Cable Jacket RatingsPlanning for your next cable run project, installing Ethernet or a home theater for example? You have researched cable types and measured the length you will need. Chose Cat5e cable or HDMI cable and are ready to buy them and get to it. But then you learn that not all cables are made equal (they never are). There are different cable jacket ratings. CMP, CMR, CL2, what????
Before allowing the confusion take over, let’s make sense of the different cable jacket ratings, what they mean, who specifies them and why.

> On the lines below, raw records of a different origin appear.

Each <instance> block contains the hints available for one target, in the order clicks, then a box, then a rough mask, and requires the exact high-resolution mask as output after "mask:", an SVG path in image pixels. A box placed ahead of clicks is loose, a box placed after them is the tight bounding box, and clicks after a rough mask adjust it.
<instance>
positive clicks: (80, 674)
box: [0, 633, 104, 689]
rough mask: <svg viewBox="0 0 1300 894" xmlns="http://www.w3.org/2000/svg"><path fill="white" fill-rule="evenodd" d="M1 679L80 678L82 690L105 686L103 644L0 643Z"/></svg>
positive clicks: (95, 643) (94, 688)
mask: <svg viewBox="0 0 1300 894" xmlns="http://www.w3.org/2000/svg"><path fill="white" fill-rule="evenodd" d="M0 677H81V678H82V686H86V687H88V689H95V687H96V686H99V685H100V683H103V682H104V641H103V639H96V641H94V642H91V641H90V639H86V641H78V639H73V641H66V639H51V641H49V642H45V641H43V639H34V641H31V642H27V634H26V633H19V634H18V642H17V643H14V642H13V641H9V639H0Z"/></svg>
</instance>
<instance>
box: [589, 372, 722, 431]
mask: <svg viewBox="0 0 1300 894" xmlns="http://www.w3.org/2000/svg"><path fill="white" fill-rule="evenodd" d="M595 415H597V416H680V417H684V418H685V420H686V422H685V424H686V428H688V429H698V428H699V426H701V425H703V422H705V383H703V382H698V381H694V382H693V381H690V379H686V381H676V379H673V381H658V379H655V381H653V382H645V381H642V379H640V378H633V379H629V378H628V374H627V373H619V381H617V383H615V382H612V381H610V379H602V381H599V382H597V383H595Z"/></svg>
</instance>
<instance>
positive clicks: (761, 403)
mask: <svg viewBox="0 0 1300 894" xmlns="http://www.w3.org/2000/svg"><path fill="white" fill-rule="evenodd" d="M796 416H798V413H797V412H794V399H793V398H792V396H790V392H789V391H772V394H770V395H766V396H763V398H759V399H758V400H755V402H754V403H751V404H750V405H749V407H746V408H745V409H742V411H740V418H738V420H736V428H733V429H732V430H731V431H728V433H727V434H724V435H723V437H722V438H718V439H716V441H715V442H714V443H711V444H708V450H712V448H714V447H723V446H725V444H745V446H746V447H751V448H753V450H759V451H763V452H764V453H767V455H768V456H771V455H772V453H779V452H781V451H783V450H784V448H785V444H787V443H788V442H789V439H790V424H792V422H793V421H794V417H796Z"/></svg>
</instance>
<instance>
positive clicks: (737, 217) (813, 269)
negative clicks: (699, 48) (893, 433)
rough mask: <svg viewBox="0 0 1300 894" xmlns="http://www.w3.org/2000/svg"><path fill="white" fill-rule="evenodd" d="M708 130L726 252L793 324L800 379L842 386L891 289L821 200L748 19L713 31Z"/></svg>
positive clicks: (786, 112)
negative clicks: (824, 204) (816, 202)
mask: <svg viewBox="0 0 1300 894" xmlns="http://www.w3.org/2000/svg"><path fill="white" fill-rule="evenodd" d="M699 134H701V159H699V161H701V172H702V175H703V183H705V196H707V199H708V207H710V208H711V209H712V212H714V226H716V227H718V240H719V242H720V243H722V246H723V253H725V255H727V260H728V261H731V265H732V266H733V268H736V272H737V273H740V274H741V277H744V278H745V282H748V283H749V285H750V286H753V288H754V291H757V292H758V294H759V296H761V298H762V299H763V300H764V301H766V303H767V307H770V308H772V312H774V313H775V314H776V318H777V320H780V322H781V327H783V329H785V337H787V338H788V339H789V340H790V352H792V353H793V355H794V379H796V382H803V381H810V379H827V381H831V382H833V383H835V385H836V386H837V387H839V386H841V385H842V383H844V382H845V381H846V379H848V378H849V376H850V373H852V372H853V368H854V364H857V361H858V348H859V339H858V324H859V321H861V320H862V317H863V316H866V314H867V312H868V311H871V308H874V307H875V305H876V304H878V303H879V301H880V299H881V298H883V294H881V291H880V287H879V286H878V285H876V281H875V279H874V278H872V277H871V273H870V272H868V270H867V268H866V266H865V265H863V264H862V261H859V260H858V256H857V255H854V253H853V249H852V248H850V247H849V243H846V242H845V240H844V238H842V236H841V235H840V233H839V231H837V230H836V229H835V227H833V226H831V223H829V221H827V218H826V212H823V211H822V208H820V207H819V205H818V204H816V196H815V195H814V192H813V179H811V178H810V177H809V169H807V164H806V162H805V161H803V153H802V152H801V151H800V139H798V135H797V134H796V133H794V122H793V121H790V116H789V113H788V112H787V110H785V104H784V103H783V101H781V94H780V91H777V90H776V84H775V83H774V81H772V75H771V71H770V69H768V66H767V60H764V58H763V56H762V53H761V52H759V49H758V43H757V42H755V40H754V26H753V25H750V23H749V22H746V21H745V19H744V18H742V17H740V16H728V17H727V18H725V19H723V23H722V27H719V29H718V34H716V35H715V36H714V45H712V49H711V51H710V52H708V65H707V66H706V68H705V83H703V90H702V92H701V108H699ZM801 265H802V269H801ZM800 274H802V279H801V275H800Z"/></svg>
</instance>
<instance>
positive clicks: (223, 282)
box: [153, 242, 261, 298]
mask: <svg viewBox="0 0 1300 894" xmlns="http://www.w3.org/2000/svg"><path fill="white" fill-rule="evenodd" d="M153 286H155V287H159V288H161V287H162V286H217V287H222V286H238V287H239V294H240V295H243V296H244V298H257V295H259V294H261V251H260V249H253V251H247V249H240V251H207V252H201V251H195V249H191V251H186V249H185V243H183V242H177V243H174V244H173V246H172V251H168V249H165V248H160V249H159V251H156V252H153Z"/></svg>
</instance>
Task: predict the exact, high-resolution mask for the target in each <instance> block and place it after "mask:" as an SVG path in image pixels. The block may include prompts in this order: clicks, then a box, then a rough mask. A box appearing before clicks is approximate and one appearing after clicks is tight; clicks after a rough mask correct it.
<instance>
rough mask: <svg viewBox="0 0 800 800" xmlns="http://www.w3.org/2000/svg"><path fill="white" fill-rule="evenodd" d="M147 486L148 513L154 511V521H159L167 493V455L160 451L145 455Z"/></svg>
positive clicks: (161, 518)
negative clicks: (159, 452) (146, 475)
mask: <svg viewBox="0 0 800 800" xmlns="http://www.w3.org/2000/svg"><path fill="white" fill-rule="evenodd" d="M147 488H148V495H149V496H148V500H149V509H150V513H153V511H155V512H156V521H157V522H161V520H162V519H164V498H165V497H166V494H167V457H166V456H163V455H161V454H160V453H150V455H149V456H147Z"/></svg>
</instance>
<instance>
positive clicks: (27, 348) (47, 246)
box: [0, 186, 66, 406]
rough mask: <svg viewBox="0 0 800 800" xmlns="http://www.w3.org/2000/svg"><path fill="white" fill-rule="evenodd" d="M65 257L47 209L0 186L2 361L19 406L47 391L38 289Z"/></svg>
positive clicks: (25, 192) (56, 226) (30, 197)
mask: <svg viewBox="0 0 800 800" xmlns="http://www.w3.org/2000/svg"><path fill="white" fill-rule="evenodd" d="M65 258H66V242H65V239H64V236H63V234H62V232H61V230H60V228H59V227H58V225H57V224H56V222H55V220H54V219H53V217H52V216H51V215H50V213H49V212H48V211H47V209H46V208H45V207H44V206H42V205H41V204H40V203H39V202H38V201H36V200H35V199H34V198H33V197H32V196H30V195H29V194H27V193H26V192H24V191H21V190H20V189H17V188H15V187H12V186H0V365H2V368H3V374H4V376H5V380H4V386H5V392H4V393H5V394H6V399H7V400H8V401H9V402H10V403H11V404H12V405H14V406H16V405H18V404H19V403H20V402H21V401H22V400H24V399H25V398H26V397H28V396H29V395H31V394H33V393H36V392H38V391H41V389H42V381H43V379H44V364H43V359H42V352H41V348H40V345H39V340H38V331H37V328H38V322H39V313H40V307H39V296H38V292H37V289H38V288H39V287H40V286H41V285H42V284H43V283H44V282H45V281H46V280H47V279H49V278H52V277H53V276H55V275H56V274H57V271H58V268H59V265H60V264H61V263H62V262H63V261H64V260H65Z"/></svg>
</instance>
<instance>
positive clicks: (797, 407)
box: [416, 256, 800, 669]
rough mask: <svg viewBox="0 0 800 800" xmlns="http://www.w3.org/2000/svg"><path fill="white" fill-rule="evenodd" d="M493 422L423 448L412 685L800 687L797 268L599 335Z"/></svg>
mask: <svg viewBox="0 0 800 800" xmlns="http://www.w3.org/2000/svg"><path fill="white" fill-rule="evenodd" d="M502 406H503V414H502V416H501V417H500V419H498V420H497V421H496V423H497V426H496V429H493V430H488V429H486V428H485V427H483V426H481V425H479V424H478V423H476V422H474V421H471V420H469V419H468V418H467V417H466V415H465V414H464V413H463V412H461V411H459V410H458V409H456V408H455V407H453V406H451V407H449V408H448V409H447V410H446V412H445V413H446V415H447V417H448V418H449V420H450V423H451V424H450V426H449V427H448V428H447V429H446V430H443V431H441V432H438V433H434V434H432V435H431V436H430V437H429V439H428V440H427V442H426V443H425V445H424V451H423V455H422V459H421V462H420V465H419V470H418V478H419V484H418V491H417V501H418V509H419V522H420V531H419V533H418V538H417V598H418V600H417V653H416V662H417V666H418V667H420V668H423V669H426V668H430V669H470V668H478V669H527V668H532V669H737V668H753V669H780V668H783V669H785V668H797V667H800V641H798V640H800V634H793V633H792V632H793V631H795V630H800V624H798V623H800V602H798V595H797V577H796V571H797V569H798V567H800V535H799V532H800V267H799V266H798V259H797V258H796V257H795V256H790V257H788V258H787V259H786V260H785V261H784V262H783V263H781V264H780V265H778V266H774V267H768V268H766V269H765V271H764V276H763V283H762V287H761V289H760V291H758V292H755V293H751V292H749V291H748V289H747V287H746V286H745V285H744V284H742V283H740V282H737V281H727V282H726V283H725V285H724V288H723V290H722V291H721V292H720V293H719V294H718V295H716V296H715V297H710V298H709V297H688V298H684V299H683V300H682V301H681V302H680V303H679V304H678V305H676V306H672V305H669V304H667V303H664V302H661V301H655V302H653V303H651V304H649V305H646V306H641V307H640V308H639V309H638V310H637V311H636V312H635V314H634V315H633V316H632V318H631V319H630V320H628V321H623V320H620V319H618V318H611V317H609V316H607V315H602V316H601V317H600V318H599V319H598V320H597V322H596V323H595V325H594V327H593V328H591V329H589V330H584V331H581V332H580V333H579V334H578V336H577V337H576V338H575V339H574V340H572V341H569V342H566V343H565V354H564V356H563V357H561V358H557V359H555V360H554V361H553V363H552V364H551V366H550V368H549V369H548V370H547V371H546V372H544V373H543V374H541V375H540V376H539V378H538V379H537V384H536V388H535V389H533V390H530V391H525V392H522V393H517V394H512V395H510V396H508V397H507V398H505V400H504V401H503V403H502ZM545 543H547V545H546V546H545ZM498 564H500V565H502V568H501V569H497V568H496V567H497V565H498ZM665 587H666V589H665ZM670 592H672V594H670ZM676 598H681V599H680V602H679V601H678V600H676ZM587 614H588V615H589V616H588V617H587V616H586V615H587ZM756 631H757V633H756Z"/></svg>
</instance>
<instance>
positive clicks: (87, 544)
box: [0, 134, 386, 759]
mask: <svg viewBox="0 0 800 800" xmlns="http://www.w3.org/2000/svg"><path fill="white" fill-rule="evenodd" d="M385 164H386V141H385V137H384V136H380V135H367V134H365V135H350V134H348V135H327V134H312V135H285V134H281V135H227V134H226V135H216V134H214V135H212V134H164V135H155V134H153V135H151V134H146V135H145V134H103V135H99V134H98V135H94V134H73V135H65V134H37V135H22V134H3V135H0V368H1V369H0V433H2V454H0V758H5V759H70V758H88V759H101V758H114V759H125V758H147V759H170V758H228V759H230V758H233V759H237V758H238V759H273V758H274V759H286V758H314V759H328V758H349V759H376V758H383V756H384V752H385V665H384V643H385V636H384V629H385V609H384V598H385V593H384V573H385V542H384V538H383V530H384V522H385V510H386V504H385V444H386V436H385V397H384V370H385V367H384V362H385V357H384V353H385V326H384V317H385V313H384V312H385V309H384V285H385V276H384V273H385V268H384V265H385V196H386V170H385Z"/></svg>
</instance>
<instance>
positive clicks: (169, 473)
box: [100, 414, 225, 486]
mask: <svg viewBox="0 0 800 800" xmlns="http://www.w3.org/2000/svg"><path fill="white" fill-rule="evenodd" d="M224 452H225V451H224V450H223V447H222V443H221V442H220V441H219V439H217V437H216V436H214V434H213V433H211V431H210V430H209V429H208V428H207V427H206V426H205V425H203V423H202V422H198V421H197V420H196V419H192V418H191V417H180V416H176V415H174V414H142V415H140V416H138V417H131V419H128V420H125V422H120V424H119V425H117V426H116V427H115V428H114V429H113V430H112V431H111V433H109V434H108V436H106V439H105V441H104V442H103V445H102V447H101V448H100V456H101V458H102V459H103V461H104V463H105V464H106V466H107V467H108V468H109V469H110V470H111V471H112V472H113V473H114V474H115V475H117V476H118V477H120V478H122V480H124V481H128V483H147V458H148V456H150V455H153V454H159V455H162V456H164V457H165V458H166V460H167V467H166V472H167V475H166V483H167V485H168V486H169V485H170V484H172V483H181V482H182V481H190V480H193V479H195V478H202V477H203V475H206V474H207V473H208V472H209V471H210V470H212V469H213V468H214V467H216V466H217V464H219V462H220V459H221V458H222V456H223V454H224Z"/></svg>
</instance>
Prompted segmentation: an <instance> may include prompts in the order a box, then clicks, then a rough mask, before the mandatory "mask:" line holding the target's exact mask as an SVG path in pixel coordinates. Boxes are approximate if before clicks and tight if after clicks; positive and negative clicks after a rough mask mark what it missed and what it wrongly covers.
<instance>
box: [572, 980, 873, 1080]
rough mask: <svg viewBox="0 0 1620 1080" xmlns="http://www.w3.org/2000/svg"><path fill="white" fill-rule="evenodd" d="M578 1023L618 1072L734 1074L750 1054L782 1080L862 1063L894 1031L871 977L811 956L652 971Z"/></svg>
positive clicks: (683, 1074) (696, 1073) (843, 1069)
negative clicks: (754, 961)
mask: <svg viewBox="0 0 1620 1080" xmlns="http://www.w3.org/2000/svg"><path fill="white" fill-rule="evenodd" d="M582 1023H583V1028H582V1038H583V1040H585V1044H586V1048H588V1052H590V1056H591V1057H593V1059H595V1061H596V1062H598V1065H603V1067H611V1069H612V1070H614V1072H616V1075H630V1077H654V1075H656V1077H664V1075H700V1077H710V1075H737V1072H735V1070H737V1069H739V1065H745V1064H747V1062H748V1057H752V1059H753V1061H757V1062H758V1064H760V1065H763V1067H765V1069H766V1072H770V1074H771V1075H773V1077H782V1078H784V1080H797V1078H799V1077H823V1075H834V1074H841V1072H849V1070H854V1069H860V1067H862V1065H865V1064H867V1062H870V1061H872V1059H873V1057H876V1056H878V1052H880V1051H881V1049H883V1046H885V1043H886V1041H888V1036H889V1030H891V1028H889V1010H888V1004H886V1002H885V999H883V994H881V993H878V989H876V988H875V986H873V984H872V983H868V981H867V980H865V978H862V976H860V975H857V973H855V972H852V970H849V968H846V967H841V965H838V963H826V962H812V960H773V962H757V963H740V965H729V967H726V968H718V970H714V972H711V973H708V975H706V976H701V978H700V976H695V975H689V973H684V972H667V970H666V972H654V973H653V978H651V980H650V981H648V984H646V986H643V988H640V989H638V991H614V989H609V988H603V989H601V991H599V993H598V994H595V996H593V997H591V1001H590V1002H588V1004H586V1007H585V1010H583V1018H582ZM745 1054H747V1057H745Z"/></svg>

The National Electric Code

Cable jacket ratings are specified by The National Electric Code (NEC), which is published by the National Fire Protection Association. The NEC contains minimum standards for electrical wiring – from the cables themselves to signs, machinery and alarm systems.
While the NEC guidelines aren’t a federal law, they are checked by the building inspector before a CO (certificate of occupancy) is granted at the end of construction. And for a good reason, since they are designed for fire prevention.

Ratings purpose

The different cable jacket ratings refer to the outer jacket of a cable. This outer jacket protects the inner wires from damage caused by moisture, UV rays and the physical elements around it. Most cable jackets for low voltage applications are made of PVC. While PVC is a flexible and inexpensive material, it may release smoke as well as hydrogen chloride and other toxic gases in case of a fire.
For that reason, PVC jackets have different resistance to fire depending on their use. Here are different uses that call for specific cable jacket rating:
Riser / vertical shaft is the space between floors of a building. This is ducts, conduits, cables and pipes are installed to run power, low-voltage wiring etc.
Plenum is where a building’s air ducts are connected for HVAC, for example a drop ceiling or raised floor.

Cable Jacket Ratings

Being that the NEC guidelines are around 1000 pages long, here are the most common ratings:
CL/CM/CMG Jacket Rating for main stream installations.
CL cables are used for audio/visual applications. They do not reduce smoke or toxic gas emission, but minimize the possibility of shock.
CM/CMG cables are for communications applications. These ratings indicate that the jacket has passed a vertical tray flame test. In simpler words, they do not spread flames more than 8’. These cables can be installed in walls or ceilings.
CMR rated cables are used in riser spaces thanks to their limited flames spread. They can be used anywhere but plenum spaces.
CMP rated cable can be used in plenum spaces as well as anywhere else (but it’s a bit of an overkill for ‘anywhere else’). These jackets’ material retards flame spread and does not emit toxic gas when burnt.